Several limitations of this model need to be considered. First, the proposed framework is intended to be generalizable across various professional settings, from academia to industry and, therefore, it stays at a high level instead of providing granularity and specificity in methodology and content. It is intended as a general model that can and should be modified and elaborated to fit the needs of a specific DBCI and the product iteration cycles, which are largely influenced by budgetary and scope constraints. We acknowledge that implementing such a framework may require certain collaboration platforms or funding mechanisms. One such example is the Small Business Innovation Research (SBIR) program [75], which enables high-tech innovation through awarding Research and Development (R&D) efforts.

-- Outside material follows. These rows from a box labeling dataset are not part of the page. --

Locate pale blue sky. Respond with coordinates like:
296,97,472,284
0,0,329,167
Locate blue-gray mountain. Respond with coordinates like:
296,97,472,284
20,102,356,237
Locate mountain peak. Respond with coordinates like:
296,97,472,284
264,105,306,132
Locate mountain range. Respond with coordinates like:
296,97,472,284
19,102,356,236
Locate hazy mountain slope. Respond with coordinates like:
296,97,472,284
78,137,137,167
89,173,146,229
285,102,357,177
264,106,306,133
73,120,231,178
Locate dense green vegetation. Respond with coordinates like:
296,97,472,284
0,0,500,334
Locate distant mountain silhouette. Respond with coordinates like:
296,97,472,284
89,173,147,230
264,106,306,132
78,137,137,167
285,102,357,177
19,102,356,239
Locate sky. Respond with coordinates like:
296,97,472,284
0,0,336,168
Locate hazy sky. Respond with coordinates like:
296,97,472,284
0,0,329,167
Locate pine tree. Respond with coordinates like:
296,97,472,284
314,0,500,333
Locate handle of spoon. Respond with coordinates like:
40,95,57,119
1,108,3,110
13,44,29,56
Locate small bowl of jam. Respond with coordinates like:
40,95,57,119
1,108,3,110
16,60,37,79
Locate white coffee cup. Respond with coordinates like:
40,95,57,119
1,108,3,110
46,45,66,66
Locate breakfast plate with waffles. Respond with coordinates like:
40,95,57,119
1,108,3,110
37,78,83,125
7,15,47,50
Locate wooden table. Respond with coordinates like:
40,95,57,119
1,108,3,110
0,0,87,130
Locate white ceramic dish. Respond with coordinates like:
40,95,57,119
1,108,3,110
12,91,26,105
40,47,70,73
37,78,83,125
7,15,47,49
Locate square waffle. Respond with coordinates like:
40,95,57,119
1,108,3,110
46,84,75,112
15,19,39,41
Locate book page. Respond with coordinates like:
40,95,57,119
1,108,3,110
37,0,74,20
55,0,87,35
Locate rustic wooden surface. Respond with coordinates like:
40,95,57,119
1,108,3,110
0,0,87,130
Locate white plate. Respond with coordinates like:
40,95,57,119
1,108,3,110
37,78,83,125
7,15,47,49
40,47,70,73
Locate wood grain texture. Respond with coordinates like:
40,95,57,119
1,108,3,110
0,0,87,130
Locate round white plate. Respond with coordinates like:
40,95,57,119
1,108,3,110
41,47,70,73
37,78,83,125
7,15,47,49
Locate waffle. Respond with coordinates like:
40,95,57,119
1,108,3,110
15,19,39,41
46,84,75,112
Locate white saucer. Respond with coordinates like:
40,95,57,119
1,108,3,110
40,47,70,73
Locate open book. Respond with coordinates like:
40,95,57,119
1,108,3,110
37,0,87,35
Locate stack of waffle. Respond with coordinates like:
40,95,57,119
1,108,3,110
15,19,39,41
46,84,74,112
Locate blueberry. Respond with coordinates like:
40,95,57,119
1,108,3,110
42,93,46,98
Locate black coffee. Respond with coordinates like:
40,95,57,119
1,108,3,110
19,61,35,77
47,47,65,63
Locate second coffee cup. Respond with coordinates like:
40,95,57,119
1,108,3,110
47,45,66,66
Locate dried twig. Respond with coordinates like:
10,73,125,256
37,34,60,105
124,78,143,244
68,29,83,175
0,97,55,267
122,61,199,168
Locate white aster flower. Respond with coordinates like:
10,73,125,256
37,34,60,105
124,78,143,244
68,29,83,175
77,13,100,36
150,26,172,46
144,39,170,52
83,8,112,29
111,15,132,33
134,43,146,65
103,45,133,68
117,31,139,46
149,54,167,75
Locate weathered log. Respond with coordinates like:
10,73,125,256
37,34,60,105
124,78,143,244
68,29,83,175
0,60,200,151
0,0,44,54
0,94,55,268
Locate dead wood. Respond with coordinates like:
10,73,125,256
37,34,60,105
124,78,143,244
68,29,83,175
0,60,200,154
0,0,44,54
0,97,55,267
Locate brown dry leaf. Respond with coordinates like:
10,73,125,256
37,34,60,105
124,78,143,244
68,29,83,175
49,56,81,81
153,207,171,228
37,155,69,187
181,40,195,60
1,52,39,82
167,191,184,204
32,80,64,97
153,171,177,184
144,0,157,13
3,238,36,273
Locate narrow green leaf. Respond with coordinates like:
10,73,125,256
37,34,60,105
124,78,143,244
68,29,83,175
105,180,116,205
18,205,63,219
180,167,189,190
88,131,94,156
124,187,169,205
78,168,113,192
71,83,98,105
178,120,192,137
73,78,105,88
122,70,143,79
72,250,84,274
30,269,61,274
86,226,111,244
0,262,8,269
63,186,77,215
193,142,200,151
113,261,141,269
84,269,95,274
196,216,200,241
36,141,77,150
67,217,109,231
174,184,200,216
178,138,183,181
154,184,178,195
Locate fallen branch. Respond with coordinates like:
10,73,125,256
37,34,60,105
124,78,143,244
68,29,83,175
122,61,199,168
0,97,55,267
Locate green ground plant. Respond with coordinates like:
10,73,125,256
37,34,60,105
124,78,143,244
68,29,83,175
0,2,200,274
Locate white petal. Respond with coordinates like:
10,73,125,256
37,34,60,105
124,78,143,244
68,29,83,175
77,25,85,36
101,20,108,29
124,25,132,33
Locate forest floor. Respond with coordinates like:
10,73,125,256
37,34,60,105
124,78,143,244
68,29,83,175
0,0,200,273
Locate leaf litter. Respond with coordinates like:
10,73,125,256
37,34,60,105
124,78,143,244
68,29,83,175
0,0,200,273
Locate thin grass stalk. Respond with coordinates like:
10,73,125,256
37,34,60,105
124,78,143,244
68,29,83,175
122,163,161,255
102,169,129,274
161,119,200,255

A second limitation is that the proposed framework assumes a DBCI ecosystem that can be costly. Building platforms that can support machine learning and predictive analytics capabilities for just-in-time, adaptive DBCIs requires considerable resources, which may exceed the typical government agency funding opportunities and even various industry R&D budgets. More so, “real-time” individual personalization may not be possible to implement or sustain with current computational capabilities at a large scale. Currently, personalization does not mean creating a treatment that is unique to an individual patient. That could be possible if a DBCI were to target tens of users (if the costs of its development and deployment is justified by the limited population it reaches). For DBCIs that could potentially reach millions of people, personalizing at an individual level is not feasible with current computational capabilities. Rather, just like personalized medicine [76], current personalization capabilities involve relying on the ability to classify individuals into subgroups that are uniquely responsive to a specific intervention component or instantiation of a component (e.g., UI/UX through which certain techniques are instantiated).
With these considerations in mind, and as with any scientific endeavor, the true value of such a framework has to be determined by assessing its results—the health impact it renders considering the resources it requires.
To conclude, while it is very likely that more complex partnerships models and collaboration platforms will emerge as technology and data science will also evolve, the behavior science field no longer has to rely on siloed settings to produce, investigate, and implement its digital interventions [73]. The proposed framework may inform practices in both academia and industry, as well as highlight the need to offer collaboration platforms to ensure successful partnerships that can lead to more effective DBCIs toward better health outcomes.
Acknowledgment
The team would like to acknowledge the contribution of Kelsey Ford, MPH, who contributed to the evidence review for this paper during her 2018 Internship with JJHWS.
Compliance with Ethical Standards
Conflicts of Interest: All authors are employees of Johnson and Johnson, Health and Wellness Solutions Inc.
Authors’ Contributions: All authors had an equal contribution in the conception and design of this work.
Ethical Approval: This article does not contain any studies with human participants performed by any of the authors. This article does not contain any studies with animals performed by any of the authors.
Informed Consent: This study does not involve human participants and informed consent was therefore not required.